Workers’ Compensation Denies Claim of Employee Blinded on the Job 

It is a sad fact, but the Workers’ Compensation Commission denies more claims than it approves. One recent story coming out of North Carolina proved though, that workers injured on the job should never stop trying to claim the benefits that are rightfully owed to them.  

“This is definitely a sad story,” says Whit Whitley of Whitley Law Firm, “and it is a shocking one, too. The fact that the Commission would deny someone that is going to have trouble finding work for the rest of his life is unconscionable.”  

It was in July of 2016 when George King was working at a rest stop in Dunn, North Carolina. DTH Contract Services had hired King, and the very scope of his employment showed just how dangerous his job was. His duties included keeping the restrooms clean, emptying the garbage, and looking for criminal activity to report to the police. He worked at the rest stop from 10:00 p.m. to 6:00 a.m. When he was not making his rounds, he was to stay in his office with the door locked.  

On this particular summer night, King was just finishing his rounds when a former employee attacked him, stabbing him in both eyes with a screwdriver.

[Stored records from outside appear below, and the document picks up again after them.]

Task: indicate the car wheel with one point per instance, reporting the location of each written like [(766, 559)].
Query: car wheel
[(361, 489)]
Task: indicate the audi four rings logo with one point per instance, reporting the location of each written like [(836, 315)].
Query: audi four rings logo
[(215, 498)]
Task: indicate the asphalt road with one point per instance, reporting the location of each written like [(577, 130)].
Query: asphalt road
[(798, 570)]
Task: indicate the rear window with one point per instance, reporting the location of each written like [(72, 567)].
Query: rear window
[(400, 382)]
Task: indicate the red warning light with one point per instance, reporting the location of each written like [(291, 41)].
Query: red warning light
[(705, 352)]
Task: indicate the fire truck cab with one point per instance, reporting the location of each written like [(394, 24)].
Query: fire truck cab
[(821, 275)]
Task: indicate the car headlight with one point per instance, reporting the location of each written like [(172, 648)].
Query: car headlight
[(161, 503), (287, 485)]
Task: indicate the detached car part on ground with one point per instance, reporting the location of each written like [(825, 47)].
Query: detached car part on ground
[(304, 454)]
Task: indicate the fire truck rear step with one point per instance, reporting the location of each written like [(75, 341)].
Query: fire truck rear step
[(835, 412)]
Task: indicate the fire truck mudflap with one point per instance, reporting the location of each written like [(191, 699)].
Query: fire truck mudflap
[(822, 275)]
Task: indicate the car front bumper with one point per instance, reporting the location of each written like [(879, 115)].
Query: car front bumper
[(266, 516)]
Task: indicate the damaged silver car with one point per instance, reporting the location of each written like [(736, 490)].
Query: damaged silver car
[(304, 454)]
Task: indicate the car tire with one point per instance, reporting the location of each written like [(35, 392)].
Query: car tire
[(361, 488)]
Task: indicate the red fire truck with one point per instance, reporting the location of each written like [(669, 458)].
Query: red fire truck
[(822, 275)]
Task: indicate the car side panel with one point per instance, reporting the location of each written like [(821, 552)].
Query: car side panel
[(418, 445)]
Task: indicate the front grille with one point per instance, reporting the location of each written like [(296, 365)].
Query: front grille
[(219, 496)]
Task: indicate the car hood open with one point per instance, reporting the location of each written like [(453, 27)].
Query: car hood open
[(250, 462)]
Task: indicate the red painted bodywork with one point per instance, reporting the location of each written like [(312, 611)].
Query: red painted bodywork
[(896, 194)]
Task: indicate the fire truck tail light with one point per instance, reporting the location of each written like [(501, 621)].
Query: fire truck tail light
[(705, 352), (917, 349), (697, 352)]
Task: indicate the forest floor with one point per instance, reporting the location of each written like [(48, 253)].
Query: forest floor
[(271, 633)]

King was rendered permanently blind from the attack.  

King applied for workers’ compensation benefits after the attack, just as anyone should do after being injured on the job. Unfortunately, his claim was initially denied due to the fact that it was a former employee that attacked him. The Commission stated that the two knew each other and therefore, King could not prove the attack was due to personal reasons and not employment. The Commission made this argument even though King had stated previously that he did not recognize his attacker.  

It is a discouraging story for anyone wishing to file a workers’ compensation claim. This insurance is available to any worker injured on the job performing duties within the scope of their employment. Both of these factors apply to King’s situation. Even more so, the Commission could not prove that the motive for the attack had nothing to do with King’s employment.  

An appeals court in Virginia came to the same conclusion. They discredited the Commission’s denial based on the sole fact that the attack could have been personal. The court also determined that the Commission had not considered any other evidence. The court reversed the decision of the Commission and sent the request back to the Commission.  

King’s story is a good reminder for anyone applying for workers’ compensation benefits. Workers applying for workers’ compensation are far more likely to be denied on a first attempt than they are approved. King’s case just proves that any decision made is not necessarily final, and there are steps that can be taken to fight claims upon denial.